Burnley FC Women is an English women's football club from Burnley, Lancashire, affiliated with Burnley Football Club. From its inception in 1995 until 2018 it was known as Burnley FC Girls and Ladies. The team is currently a member of the .

History 
Burnley FC Girls & Ladies was founded in 1995 by John Lister, just too late for hometown girl and former England international goalkeeper Rachel Brown-Finnis to join as a child. The club initially consisted of 15 ladies, who trained in the old sports barn at Turf Moor and played their home games at the club's training facility at Gawthorpe. Following the demise of the Lancashire League, the team joined the North West Women's Regional League.

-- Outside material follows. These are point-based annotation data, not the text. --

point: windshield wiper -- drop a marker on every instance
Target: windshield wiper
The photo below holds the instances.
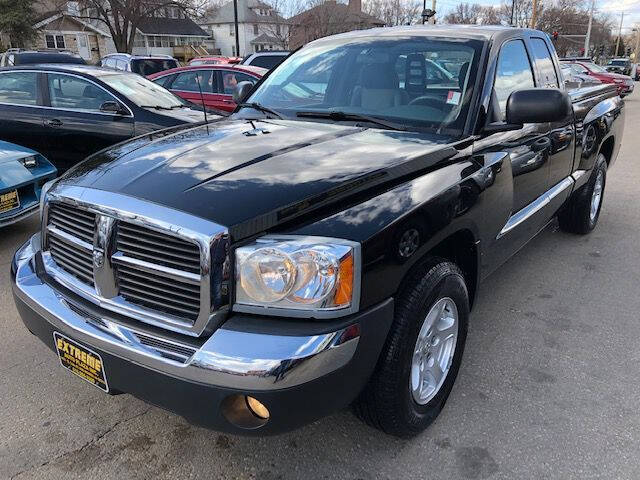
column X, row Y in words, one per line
column 339, row 116
column 260, row 108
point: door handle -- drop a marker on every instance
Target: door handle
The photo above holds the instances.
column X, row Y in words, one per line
column 541, row 144
column 53, row 122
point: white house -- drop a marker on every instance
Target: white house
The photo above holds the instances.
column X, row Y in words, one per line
column 259, row 28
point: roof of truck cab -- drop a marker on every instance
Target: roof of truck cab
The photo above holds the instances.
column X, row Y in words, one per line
column 478, row 32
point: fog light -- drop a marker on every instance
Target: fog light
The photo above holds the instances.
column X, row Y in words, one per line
column 257, row 408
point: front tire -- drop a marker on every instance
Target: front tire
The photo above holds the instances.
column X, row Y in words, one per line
column 421, row 357
column 582, row 212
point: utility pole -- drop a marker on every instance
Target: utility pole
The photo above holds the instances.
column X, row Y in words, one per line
column 533, row 14
column 619, row 34
column 513, row 6
column 235, row 21
column 587, row 39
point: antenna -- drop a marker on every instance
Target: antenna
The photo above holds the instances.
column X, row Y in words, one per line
column 204, row 107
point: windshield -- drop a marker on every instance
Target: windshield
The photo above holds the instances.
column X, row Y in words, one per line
column 141, row 91
column 416, row 82
column 149, row 66
column 596, row 68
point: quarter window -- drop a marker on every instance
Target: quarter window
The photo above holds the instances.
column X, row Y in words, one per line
column 514, row 73
column 19, row 88
column 70, row 92
column 547, row 71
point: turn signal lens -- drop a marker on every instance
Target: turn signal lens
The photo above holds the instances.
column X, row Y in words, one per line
column 257, row 408
column 344, row 290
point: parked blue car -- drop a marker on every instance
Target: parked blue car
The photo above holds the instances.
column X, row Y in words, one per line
column 23, row 172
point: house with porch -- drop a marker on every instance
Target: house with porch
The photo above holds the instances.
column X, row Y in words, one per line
column 260, row 27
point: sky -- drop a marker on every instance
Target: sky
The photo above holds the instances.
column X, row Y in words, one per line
column 631, row 9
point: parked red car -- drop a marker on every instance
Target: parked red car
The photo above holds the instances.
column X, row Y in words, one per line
column 623, row 83
column 214, row 60
column 217, row 82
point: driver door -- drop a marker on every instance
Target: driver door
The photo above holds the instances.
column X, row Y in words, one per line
column 77, row 127
column 525, row 152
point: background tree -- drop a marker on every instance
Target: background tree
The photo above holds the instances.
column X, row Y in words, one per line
column 395, row 12
column 17, row 18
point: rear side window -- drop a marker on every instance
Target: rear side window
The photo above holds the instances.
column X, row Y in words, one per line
column 20, row 88
column 231, row 79
column 188, row 81
column 514, row 73
column 547, row 71
column 75, row 93
column 149, row 66
column 267, row 61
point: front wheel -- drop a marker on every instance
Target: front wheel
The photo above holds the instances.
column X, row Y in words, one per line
column 581, row 214
column 420, row 360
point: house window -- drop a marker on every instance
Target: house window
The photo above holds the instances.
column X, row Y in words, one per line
column 55, row 41
column 138, row 41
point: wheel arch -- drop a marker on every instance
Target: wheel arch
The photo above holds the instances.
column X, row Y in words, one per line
column 459, row 247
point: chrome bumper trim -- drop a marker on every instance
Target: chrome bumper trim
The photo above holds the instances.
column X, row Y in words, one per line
column 232, row 359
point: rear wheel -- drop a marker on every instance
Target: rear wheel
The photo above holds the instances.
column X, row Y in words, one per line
column 420, row 360
column 583, row 210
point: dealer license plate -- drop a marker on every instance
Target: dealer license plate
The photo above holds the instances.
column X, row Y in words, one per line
column 9, row 201
column 81, row 360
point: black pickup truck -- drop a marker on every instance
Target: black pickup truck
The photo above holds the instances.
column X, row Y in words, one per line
column 323, row 246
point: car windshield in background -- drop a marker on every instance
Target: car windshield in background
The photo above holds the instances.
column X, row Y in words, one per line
column 141, row 91
column 268, row 61
column 149, row 66
column 415, row 83
column 596, row 68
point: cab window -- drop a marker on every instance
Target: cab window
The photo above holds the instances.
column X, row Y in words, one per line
column 513, row 73
column 546, row 70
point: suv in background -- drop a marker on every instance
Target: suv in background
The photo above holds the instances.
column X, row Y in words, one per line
column 619, row 65
column 15, row 56
column 268, row 59
column 144, row 65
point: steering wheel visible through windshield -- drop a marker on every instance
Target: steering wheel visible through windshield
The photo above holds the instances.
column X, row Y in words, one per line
column 412, row 83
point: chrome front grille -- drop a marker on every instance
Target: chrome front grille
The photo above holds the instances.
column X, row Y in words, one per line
column 179, row 298
column 73, row 259
column 155, row 269
column 74, row 221
column 159, row 248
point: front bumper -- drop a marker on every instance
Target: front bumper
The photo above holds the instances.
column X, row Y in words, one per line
column 299, row 375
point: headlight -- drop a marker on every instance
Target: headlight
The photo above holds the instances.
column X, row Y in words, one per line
column 30, row 162
column 298, row 276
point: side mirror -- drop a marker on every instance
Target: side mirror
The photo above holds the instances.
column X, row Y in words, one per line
column 538, row 105
column 112, row 107
column 242, row 91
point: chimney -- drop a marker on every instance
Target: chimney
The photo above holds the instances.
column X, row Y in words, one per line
column 355, row 6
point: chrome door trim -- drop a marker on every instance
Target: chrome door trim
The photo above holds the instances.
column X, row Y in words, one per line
column 534, row 207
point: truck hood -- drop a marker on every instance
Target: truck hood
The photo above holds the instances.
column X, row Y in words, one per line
column 250, row 175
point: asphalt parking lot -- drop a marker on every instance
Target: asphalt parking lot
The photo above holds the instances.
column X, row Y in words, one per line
column 549, row 386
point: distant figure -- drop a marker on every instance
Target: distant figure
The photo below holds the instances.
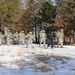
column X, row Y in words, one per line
column 42, row 37
column 16, row 38
column 61, row 38
column 1, row 38
column 57, row 37
column 5, row 34
column 9, row 38
column 21, row 38
column 50, row 39
column 29, row 39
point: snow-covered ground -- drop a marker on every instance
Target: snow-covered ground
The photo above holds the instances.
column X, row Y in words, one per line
column 39, row 60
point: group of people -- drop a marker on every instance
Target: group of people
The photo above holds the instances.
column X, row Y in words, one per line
column 20, row 38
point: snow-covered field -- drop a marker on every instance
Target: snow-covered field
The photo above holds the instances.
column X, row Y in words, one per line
column 39, row 60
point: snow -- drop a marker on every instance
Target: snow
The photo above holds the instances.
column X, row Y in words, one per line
column 39, row 60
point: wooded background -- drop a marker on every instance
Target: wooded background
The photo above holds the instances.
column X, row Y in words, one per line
column 17, row 15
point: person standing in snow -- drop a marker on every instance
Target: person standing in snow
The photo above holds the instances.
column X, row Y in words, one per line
column 21, row 38
column 61, row 38
column 50, row 39
column 29, row 39
column 1, row 38
column 16, row 38
column 9, row 38
column 42, row 37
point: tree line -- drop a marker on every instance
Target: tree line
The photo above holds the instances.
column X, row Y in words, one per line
column 60, row 13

The club established a junior set-up from the outset. An Under 10s side was formed by Grahame Meeks and Peter Cooper shortly after the first-team was founded. The youth set-up was grassroots for many years, to encourage players of all ages and abilities to take-up football, including England youth international Naomi Hartley.

At the end of the 2016–17 season, the management and operation of the club was transferred to Burnley FC in the Community. The following season, in the 2017–18 FA Women's Cup, the team won three preliminary round games to qualify for the first round proper for the first time in their history. Burnley reached the third round, where they were eliminated by third-tier side Cardiff City. Burnley were promoted to the FA Women's National League Division One North at the end of the same season. In 2018, the club was rebranded as Burnley FC Women, and for the first time players of all ages were required to negotiate trials to represent the club. In the 2018–19 season, the team won the league title and were promoted to the FA Women's National League North, the third tier in English women's football.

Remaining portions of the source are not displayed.